Почему Любимов изменил свое отношение к Вознесенскому? Не потому ли, что ему объяснили и прочитали Бродского, а Бродский — против всех поэтов Совдепии? «А я с ним. И с Максимовым». Почему не рассказывает Любимов о своем визите к Солженицыну в Москве? Надо завтра попытать на этот счет Боровского. И ходит, кстати, рядом Боровский по земле, просто гений, простой театральный гений, связавший жизнь свою с Любимовым.
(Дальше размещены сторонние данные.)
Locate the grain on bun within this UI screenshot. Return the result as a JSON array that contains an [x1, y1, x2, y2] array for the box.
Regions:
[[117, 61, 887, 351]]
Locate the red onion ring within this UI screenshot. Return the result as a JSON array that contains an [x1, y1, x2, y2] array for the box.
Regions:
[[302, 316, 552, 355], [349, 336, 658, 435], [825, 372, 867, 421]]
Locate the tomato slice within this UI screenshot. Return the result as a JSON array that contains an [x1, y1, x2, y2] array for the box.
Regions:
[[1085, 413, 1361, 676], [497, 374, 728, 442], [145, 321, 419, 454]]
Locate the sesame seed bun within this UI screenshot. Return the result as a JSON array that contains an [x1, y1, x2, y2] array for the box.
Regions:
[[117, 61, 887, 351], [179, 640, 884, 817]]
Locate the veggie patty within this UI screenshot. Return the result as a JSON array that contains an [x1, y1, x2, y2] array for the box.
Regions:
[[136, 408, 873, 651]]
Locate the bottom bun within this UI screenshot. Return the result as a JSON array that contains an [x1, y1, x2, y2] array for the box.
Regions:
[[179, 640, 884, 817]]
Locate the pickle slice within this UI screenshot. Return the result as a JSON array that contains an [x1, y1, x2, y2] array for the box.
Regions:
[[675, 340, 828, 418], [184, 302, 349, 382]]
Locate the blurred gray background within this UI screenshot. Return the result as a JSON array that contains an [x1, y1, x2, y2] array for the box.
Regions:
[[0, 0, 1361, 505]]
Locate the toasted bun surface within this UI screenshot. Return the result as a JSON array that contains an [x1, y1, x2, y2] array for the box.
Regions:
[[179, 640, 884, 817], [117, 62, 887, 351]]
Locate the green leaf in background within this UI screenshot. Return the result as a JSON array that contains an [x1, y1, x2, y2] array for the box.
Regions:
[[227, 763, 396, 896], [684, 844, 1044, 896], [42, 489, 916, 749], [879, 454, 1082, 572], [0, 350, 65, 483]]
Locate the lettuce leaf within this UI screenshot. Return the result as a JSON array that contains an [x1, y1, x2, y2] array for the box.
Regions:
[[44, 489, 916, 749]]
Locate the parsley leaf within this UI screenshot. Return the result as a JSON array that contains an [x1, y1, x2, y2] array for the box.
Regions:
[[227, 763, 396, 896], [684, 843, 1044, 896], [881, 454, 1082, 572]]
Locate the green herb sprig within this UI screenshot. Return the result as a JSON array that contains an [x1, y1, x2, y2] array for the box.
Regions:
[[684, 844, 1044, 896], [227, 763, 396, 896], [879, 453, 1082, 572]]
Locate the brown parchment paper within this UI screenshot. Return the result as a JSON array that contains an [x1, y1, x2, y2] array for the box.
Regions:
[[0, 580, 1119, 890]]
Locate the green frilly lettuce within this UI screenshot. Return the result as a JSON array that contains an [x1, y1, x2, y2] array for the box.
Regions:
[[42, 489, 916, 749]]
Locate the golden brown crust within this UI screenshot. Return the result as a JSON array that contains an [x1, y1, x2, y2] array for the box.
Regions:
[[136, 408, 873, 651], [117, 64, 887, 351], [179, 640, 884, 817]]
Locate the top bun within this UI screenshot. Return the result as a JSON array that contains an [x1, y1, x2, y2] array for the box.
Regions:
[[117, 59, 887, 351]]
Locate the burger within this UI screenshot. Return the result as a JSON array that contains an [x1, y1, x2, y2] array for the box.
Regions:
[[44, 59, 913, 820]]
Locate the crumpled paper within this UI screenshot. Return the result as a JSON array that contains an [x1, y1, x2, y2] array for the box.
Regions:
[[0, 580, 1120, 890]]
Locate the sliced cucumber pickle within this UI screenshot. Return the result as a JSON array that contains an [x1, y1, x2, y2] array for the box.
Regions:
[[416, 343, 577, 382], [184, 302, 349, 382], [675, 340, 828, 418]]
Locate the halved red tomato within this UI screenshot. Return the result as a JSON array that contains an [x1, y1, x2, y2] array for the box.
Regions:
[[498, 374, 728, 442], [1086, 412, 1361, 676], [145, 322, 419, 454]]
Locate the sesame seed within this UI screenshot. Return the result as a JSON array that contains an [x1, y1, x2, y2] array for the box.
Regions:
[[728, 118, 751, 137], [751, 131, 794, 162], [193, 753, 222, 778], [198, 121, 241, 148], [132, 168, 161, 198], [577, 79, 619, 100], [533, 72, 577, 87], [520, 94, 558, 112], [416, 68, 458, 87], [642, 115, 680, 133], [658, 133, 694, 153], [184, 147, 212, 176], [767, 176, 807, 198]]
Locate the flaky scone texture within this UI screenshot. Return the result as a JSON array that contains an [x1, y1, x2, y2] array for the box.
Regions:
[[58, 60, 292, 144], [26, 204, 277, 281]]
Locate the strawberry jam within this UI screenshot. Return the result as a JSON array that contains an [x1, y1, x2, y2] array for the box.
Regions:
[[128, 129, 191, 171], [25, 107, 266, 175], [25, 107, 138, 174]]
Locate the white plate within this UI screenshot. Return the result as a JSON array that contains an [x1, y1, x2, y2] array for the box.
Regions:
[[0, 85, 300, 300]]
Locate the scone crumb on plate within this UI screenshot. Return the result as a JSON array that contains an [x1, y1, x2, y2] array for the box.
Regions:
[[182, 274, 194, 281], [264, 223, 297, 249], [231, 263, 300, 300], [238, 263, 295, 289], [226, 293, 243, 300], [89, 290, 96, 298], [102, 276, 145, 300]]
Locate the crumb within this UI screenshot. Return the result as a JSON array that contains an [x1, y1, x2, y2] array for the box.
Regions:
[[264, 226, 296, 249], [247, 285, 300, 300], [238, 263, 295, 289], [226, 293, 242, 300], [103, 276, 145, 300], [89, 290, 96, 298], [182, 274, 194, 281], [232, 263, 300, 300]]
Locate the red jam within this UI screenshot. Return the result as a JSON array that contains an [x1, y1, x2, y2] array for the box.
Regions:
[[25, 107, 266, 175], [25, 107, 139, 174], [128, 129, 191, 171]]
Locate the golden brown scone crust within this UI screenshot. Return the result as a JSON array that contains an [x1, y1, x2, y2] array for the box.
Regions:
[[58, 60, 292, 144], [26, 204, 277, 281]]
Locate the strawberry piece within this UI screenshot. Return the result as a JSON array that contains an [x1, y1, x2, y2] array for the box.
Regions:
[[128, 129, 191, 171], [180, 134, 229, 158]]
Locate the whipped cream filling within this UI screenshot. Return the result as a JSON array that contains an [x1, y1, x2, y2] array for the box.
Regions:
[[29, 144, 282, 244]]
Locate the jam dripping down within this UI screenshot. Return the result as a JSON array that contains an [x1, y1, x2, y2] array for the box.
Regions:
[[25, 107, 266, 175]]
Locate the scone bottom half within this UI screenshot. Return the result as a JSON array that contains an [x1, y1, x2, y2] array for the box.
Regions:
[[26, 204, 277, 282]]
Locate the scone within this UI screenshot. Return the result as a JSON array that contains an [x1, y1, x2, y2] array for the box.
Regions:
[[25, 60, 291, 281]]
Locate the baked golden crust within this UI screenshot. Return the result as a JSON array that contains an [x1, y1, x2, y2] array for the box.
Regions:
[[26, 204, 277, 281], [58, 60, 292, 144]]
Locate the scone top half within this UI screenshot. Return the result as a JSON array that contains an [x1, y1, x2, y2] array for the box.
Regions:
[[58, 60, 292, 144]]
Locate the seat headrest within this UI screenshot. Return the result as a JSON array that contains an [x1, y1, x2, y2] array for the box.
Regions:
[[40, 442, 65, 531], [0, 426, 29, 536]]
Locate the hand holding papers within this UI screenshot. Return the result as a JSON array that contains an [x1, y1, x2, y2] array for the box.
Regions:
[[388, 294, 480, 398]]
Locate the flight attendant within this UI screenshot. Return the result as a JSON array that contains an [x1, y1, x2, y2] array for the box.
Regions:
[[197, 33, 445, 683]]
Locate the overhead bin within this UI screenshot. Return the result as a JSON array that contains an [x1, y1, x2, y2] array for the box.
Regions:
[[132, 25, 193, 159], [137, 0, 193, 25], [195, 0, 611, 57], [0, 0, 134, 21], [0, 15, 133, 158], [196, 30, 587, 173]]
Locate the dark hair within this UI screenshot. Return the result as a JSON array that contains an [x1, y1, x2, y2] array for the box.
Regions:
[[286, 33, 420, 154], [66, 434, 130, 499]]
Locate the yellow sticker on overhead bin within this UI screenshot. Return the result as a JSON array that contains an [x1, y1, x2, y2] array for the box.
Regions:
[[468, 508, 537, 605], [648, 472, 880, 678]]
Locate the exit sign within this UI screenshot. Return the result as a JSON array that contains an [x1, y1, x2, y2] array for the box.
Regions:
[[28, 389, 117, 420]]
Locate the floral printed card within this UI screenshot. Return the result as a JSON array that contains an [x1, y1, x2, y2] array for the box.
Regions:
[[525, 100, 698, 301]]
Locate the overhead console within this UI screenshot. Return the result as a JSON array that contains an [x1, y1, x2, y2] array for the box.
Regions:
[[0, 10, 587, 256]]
Как-то в машине моей, в «Москвиче», при Панине Любимов сказал: «Ты со своими записями умней становишься». То есть он хотел сказать, что, записывая за умными людьми (за ним, к примеру), я сам становлюсь умнее. Ну что же, пусть будет так. Я становлюсь умнее? Не знаю, но что так писать не умею, как раньше, когда был глупее, — факт. Я был смелее и... всё. Смелее. Сейчас удовлетворяюсь быстрее, смиряюсь. Но, слава Богу, миновало меня то состояние, про которое точно Беляев подметил: «Несостоявшееся, отсюда жалкое, все критикующее, самосъедающее...» Уж лучше паясничать, водку пить, баб любить, веселиться и не корпеть над бумагой или ролью. Вышло, не вышло. Не вышло — бросил и не переживай! Иди дальше, вернее, живи сегодня, потому что завтра может не наступить. Поэтому, В. С., жди спокойно 16-го числа, а 17-е вообще твое.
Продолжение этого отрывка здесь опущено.